The existing fields within the Colville River unit consist of the original Alpine oil pool and three satellite pools: Fiord, Nanuq and Qannik. Development has taken place from four gravel pads, CD-1, CD-2, CD-3 and CD-4, with the all of the fields sharing a central processing facility on the CD-1 pad.

The Alpine field itself, originally developed from the CD-1 and CD-2 pads, produces light oil from two relatively fine-grained Jurassic sand horizons, termed the A sands and the C sands. Subsequent development has also taken place from CD-4, the report said.

The Fiord satellite field came online in August 2006 from the CD-3 pad, with two reservoir zones, one in the Nechelik sand of the Jurassic Kingak formation and the other in the Kuparuk C sand of Cretaceous age. Nanuq went into production in November 2006 from the CD-4 pad, producing from Kuparuk C sands, equivalent to those at Fiord, and from shallower and younger Nanuq sands. The Nanuq Kuparuk pool has since been classified as part of the main Alpine oil pool. Qannik came on line in July 2008 from the CD-2 pad, accessing a sandstone oil reservoir at a higher subsurface level than the other satellite reservoirs.

Horizontal wells

Development of all of the oil pools within the Colville River unit has primarily involved combinations of horizontal production and injection wells. Qannik and Nanuq use waterflood to flush oil from the underground reservoirs, while all of the other pools, including the main Alpine field, use MWAG techniques, the ConocoPhillips report said. However, some older injection patterns in the Alpine and Nanuq Kuparuk pools have reached a level of maturity where only waterflood is now used. A gas cap in the Qannik satellite also helps to drive production from that oil pool, the report said.

In 2010 ConocoPhillips conducted a 3-D seismic survey in the Colville River unit, to obtain high resolution images of the subsurface and to provide information about subsurface changes as a consequence of oil and gas production. And in 2012 the company drilled a data acquisition borehole from the CD-4 pad, to obtain samples of some of the shallower rocks, as a means of gaining mechanical data of assistance when drilling, the report said.

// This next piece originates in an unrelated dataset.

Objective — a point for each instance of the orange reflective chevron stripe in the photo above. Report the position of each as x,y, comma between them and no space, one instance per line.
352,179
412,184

During 2013 ConocoPhillips anticipates offsetting natural production decline in the Alpine field through techniques such as MWAG management, well workovers and drilling in development opportunities at the field’s periphery. The company also expects to stimulate up to 10 wells through hydraulic fracturing — four fracture stimulations were conducted in 2012 and these significantly increased oil production, the report said.

Drilling opportunities

Drilling opportunities in 2013-14 include seven new injection wells and five new production wells, mainly in peripheral areas in the southwestern and eastern parts of the field. A well planned for the CD-1 pad would test a target to the northeast of the main field. And success in new development drilling in the eastern part of the field could result in further exploitation of this area, the report said.

No new wells are planned for the Nanuq Kuparuk reservoir within the Alpine field in 2013, although performance from this reservoir continues to exceed expectations, the report said.

To date, 11 production wells and 10 injection wells have been completed in the Fiord Nechelik zone, with two wells being completed in 2012, the report said. ConocoPhillips anticipates drilling one well in 2013, two wells in 2014 and one well in 2015 in this zone, the report said. In 2012 the Fiord Kuparuk zone had three active production wells and three active injection wells — in 2013 ConocoPhillips plans to drill two new production wells and to convert one existing production well to an injector, the report said.

The Nanuq pool currently has three production wells and two injection wells. No new wells were drilled in 2012, but several new wells are planned for 2013, the report said.

The Qannik pool has three water injection wells and six production wells, with no new wells drilled in 2012 and none planned for 2013.

Other efforts to maximize production in the Colville River unit include the treatment of some wells to remediate downhole well scaling. And ConocoPhillips has been conducting an extensive reservoir pressure monitoring program, using downhole pressure gauges, to optimize reservoir flood arrangements and prepare for drilling operations, the report said.